Герберт и Эмили могли растравить душу, что и делали, ввергая меня в мир безжалостной «нормальности», но, в общем, если я в них нуждался, всегда были тут как тут. К тому времени мне уже удалось отточить навыки выживания, однако к зиме я был не готов — подвело, увы, присущее и мне безразличие верхушки среднего класса к метеоусловиям. Несколько дней подряд я отлично кормился остатками с праздничных столов, попавшими на помойку после Дня благодарения, но во время вылазок замерзал. Спустя неделю ветер, врываясь в щели, уже вовсю гулял по моему чердаку. Обогреться было нечем. Зима с ее непредсказуемыми выходками стала угрозой для моего образа жизни.

Я проклинал себя как домовладельца, не удосужившегося утеплить чердак. Перерыв все барахло, среди которого обитал, в сундуке для приданого я нашел старинные шторы, положил их поверх старого пальто, заменявшего мне одеяло, и, натянув на уши найденную на улице вязаную шапку, какие в холодную погоду носят военные моряки, свернулся калачиком под этим жалким тряпьем на спасительном футоне, изо всех сил стараясь не клацать зубами.

Но как быть в курсе происходящих в доме событий? — ведь когда выпадет снег, каждый шаг в саду, оставив подозрительный след, превратится в очевидное доказательство того, что здесь промышляет вор, и Диана непременно позвонит в полицию.

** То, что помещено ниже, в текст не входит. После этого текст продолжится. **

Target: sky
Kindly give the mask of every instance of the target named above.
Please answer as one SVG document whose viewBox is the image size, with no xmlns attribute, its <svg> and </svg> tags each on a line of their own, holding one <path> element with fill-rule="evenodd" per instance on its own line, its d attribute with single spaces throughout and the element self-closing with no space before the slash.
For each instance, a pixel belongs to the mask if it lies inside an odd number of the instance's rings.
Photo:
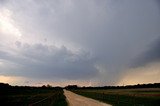
<svg viewBox="0 0 160 106">
<path fill-rule="evenodd" d="M 0 0 L 0 82 L 160 82 L 159 0 Z"/>
</svg>

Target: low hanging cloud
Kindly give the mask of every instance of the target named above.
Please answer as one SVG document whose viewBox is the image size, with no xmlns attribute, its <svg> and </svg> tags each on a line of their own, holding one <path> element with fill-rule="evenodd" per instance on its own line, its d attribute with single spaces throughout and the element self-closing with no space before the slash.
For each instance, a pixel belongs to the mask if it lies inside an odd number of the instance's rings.
<svg viewBox="0 0 160 106">
<path fill-rule="evenodd" d="M 0 2 L 1 75 L 115 85 L 159 62 L 158 0 Z"/>
<path fill-rule="evenodd" d="M 18 64 L 13 72 L 1 72 L 4 75 L 31 78 L 89 79 L 98 74 L 94 62 L 87 52 L 76 52 L 53 45 L 22 44 L 15 42 L 17 51 L 10 54 L 0 51 L 2 60 Z"/>
<path fill-rule="evenodd" d="M 150 63 L 160 62 L 160 38 L 154 40 L 148 49 L 135 58 L 131 67 L 143 67 Z"/>
</svg>

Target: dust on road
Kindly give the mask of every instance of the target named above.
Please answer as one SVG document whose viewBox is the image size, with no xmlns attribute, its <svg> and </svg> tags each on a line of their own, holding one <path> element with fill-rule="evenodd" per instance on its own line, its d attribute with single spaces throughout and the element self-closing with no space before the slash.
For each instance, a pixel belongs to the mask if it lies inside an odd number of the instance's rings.
<svg viewBox="0 0 160 106">
<path fill-rule="evenodd" d="M 109 104 L 105 104 L 94 99 L 77 95 L 67 90 L 64 90 L 64 95 L 66 96 L 69 106 L 111 106 Z"/>
</svg>

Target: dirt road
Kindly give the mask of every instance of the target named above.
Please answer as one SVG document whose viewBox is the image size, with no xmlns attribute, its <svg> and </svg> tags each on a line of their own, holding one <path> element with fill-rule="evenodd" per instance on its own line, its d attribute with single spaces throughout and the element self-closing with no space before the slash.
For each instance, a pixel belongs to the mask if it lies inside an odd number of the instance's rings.
<svg viewBox="0 0 160 106">
<path fill-rule="evenodd" d="M 77 95 L 71 91 L 64 90 L 64 94 L 67 98 L 69 106 L 111 106 L 94 99 Z"/>
</svg>

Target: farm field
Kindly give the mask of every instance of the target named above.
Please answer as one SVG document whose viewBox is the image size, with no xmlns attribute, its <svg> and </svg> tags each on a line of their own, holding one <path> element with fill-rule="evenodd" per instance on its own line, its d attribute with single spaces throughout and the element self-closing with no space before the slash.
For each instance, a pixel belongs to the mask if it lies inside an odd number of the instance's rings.
<svg viewBox="0 0 160 106">
<path fill-rule="evenodd" d="M 78 89 L 71 91 L 114 106 L 160 106 L 160 88 Z"/>
<path fill-rule="evenodd" d="M 67 106 L 61 88 L 12 87 L 0 95 L 0 106 Z"/>
</svg>

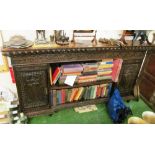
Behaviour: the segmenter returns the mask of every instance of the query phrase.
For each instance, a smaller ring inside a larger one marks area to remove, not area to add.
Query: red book
[[[12,83],[16,83],[13,68],[9,67],[9,70],[10,70],[10,75],[11,75]]]
[[[52,75],[53,84],[55,84],[58,80],[58,76],[60,76],[61,70],[57,67]]]
[[[65,103],[65,90],[64,89],[61,90],[61,103],[62,104]]]
[[[112,81],[113,82],[118,82],[118,77],[121,71],[123,60],[122,59],[116,59],[114,60],[113,64],[113,69],[112,69]]]

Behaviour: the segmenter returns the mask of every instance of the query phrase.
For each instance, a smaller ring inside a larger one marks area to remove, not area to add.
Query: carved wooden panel
[[[88,60],[101,60],[104,58],[122,58],[123,60],[136,60],[143,59],[145,51],[57,51],[55,53],[48,54],[34,54],[26,55],[23,59],[22,56],[17,55],[12,57],[13,64],[42,64],[42,63],[57,63],[57,62],[76,62],[76,61],[88,61]]]
[[[139,81],[141,95],[155,109],[155,54],[153,52],[148,53]]]
[[[124,61],[119,78],[119,89],[122,95],[133,94],[133,87],[135,85],[142,60]]]
[[[48,79],[49,64],[78,61],[88,62],[104,58],[122,58],[123,66],[119,78],[119,88],[123,96],[131,96],[145,51],[150,49],[154,49],[154,47],[104,47],[103,45],[97,45],[96,47],[64,46],[49,49],[4,49],[3,54],[11,57],[17,81],[21,110],[27,114],[36,115],[39,114],[39,112],[50,113],[54,110],[50,107],[48,101],[48,90],[50,87]],[[154,50],[149,52],[153,54]],[[154,63],[154,58],[151,59],[151,64],[152,63]],[[153,66],[154,64],[152,67]],[[154,70],[152,69],[147,68],[146,74],[154,75]],[[152,76],[149,78],[151,79]],[[146,87],[146,85],[143,87]],[[154,93],[153,91],[151,92],[152,95],[149,96],[149,99],[154,102]],[[97,100],[90,102],[95,103],[96,101]],[[82,104],[85,103],[85,101],[82,102]],[[70,106],[72,105],[73,104]],[[63,108],[63,105],[60,105],[60,107]]]
[[[15,67],[21,110],[49,107],[48,71],[40,67]]]

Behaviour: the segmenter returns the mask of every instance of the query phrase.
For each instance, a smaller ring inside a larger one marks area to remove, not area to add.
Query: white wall
[[[72,39],[72,31],[66,30],[66,35],[70,37],[70,40]],[[20,31],[11,31],[11,30],[2,30],[4,41],[8,41],[9,38],[13,35],[23,35],[26,37],[26,39],[34,41],[36,38],[35,30],[20,30]],[[53,30],[47,30],[46,31],[46,38],[49,39],[49,36],[53,34]],[[97,38],[114,38],[118,39],[120,38],[121,31],[97,31]],[[2,46],[2,41],[0,40],[0,47]],[[10,60],[9,60],[9,66],[10,66]],[[10,73],[0,73],[0,85],[5,86],[7,88],[10,88],[12,91],[16,92],[16,85],[12,84]]]

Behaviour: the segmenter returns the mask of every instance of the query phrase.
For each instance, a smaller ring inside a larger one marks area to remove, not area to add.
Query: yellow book
[[[9,124],[11,122],[10,118],[1,118],[0,124]]]
[[[102,62],[113,62],[113,59],[102,59]]]
[[[106,65],[100,65],[98,69],[112,68],[112,67],[113,67],[113,64],[106,64]]]
[[[83,90],[84,90],[83,87],[79,88],[78,93],[77,93],[77,95],[74,98],[75,101],[78,101],[79,100],[79,97],[80,97],[80,95],[81,95],[81,93],[82,93]]]

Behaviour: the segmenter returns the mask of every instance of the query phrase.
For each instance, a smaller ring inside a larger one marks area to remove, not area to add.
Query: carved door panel
[[[139,87],[142,97],[155,110],[155,54],[148,52],[140,78]]]
[[[133,95],[133,88],[139,73],[142,60],[123,62],[119,78],[119,89],[123,96]]]
[[[22,111],[49,107],[48,67],[15,67],[15,75]]]

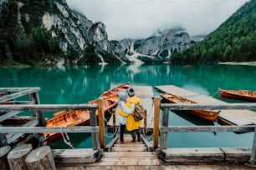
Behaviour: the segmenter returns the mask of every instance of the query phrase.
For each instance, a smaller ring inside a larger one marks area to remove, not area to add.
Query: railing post
[[[112,113],[113,113],[113,124],[114,124],[113,133],[114,133],[114,137],[115,137],[116,136],[115,134],[115,130],[116,130],[116,116],[115,116],[116,111],[115,109],[113,109]]]
[[[40,104],[40,100],[39,100],[39,96],[38,96],[38,92],[33,92],[28,94],[29,96],[29,99],[32,101],[34,101],[34,104]],[[44,113],[42,111],[36,111],[36,112],[33,112],[33,116],[35,116],[35,114],[37,115],[39,123],[43,126],[46,125],[46,120],[44,116]],[[35,113],[36,112],[36,113]]]
[[[96,116],[96,110],[92,109],[90,110],[90,123],[91,127],[97,126],[97,116]],[[99,132],[92,132],[91,138],[93,142],[94,150],[98,150],[100,148],[100,134]]]
[[[160,102],[160,98],[156,98],[154,100],[154,149],[158,148]]]
[[[0,127],[3,127],[0,124]],[[0,133],[0,147],[7,146],[8,145],[5,133]]]
[[[105,146],[105,115],[103,108],[103,99],[99,98],[98,100],[98,118],[99,118],[99,126],[100,126],[100,148],[104,148]]]
[[[145,116],[145,118],[144,118],[144,129],[143,130],[144,130],[144,134],[146,136],[146,133],[147,133],[147,132],[146,132],[147,111],[146,110],[144,110],[144,116]]]
[[[256,124],[254,128],[254,137],[253,137],[253,142],[252,147],[252,153],[250,160],[248,161],[248,163],[252,166],[256,166]]]
[[[165,108],[164,112],[161,118],[161,126],[162,127],[168,127],[168,122],[169,122],[169,108]],[[168,132],[161,132],[161,142],[160,142],[160,148],[161,149],[166,149],[167,148],[167,135]]]

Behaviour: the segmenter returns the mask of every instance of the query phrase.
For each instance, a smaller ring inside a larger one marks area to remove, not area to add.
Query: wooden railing
[[[155,99],[155,122],[154,122],[154,148],[158,148],[159,137],[160,148],[167,148],[167,133],[170,132],[254,132],[252,144],[250,162],[256,162],[256,122],[249,126],[169,126],[170,110],[213,110],[213,109],[256,109],[256,103],[225,103],[225,104],[169,104],[160,102],[160,98]],[[159,126],[160,111],[161,111],[161,122]],[[255,115],[256,116],[256,115]]]
[[[72,128],[46,128],[46,127],[0,127],[0,143],[5,143],[7,138],[5,133],[44,133],[44,132],[91,132],[92,143],[94,149],[100,149],[100,146],[105,146],[105,124],[99,123],[96,116],[98,109],[99,120],[104,120],[103,102],[102,99],[99,99],[98,104],[37,104],[37,105],[23,105],[23,104],[8,104],[0,105],[0,111],[59,111],[59,110],[90,110],[90,126],[72,127]],[[102,134],[100,135],[100,132]],[[4,144],[3,144],[4,145]]]

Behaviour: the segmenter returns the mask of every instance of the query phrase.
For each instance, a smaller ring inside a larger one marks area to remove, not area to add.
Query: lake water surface
[[[256,90],[256,67],[253,66],[195,65],[186,68],[157,64],[1,68],[0,78],[1,88],[40,87],[42,104],[85,103],[97,98],[104,91],[126,82],[152,88],[175,85],[228,102],[244,102],[220,98],[218,88]],[[154,92],[160,96],[157,92]],[[52,113],[46,112],[45,116],[52,118]],[[170,114],[169,125],[207,124],[211,123],[184,112]],[[215,126],[219,125],[215,123]],[[168,133],[168,148],[252,147],[253,137],[253,132],[172,132]],[[69,138],[75,148],[92,146],[89,134],[72,134]],[[106,142],[110,140],[106,138]],[[68,148],[62,139],[51,146]]]

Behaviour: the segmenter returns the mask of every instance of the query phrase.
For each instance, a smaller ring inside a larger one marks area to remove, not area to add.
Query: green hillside
[[[172,63],[184,64],[250,61],[256,61],[256,0],[246,2],[203,41],[172,58]]]
[[[3,3],[0,15],[2,64],[33,65],[46,57],[50,58],[59,54],[58,43],[42,25],[44,12],[56,10],[53,0],[20,1],[20,4],[22,8],[18,8],[16,1]]]

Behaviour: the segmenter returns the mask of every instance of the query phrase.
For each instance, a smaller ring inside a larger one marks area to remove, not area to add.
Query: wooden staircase
[[[97,162],[87,164],[85,169],[161,169],[156,153],[148,152],[143,142],[132,142],[131,135],[124,139],[122,143],[116,141],[110,152],[104,152]]]

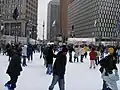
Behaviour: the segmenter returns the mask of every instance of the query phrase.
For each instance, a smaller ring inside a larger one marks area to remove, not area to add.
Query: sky
[[[47,29],[47,5],[51,0],[38,0],[38,38],[43,36],[43,21],[45,21],[45,38]]]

Однажды, не выдержав нестерпимого холода, я пробрался через заднее крыльцо в дом и благополучно провел несколько часов между полуночью и рассветом в подвале, греясь у котла отопления. Возвращаться к прошлой жизни я не собирался и решил не сдаваться, чего бы это мне ни стоило. Путь в ночлежку для бездомных, которая, конечно, в городе есть, скорее всего в южной части, где живут иммигранты, нелегалы и трудовая беднота, мне заказан. Нельзя забывать, что и там есть свои правила: даже у бездомных имеются имена и биографии, которые наверняка интересуют любопытных социальных работников. Если прикинуться глухонемым, могут упечь в какое-нибудь заведение. Лучше замерзнуть до смерти. Как только я все это уразумел, сразу полегчало, я даже согрелся и уснул.

Был, правда, другой вариант, позволявший не нарушать зарок, которым я себя связал, — найти убежище в доме доктора Сондервана. Я уже не раз проникал в ванную комнату в цокольном этаже и однажды, пока Герберт и Эмили караулили дверь, даже рискнул принять душ. Другой раз поздно ночью они впустили меня в темную кухню, и, хотя в ноздри бил затхлый запах, а громко тикавшие часы напоминали о порядках, граничащих с тиранией, я доставил ребятам удовольствие, съев яблоко и куриную ножку. Однако глупо было бы рассчитывать, что еженощный гость в санатории чудаковатого доктора может остаться незамеченным.

Пока я размышлял, тревожился да так ничего и не предпринял, зима заявила о своих правах разбушевавшейся на улицах метелью и жутко, как ветхозаветный бог отмщения, завывала в моем хлипком укрытии.

Разумеется, никто меня в капкан не загонял, просто мне так казалось. Спячка — гениальное изобретение эволюции, рассуждал я, но почему медведям, ежам и летучим мышам удалось включить его в свой арсенал, а людям нет?

По мере того как снег облеплял гараж, забиваясь в щели на сайдинге, в моем убежище становилось немного уютнее, но простуды избежать не удалось. Я понял, что заболел, когда проснулся со слезящимися глазами и саднящим горлом. Попытался встать, но понял, что не удержусь на ногах. Я прямо-таки ощущал, как внутри у меня резвятся вирусы. Тут уж волей-неволей призн аешь, что заболел. Да и трудно ожидать иного, когда ты истощен и не подготовлен к зиме.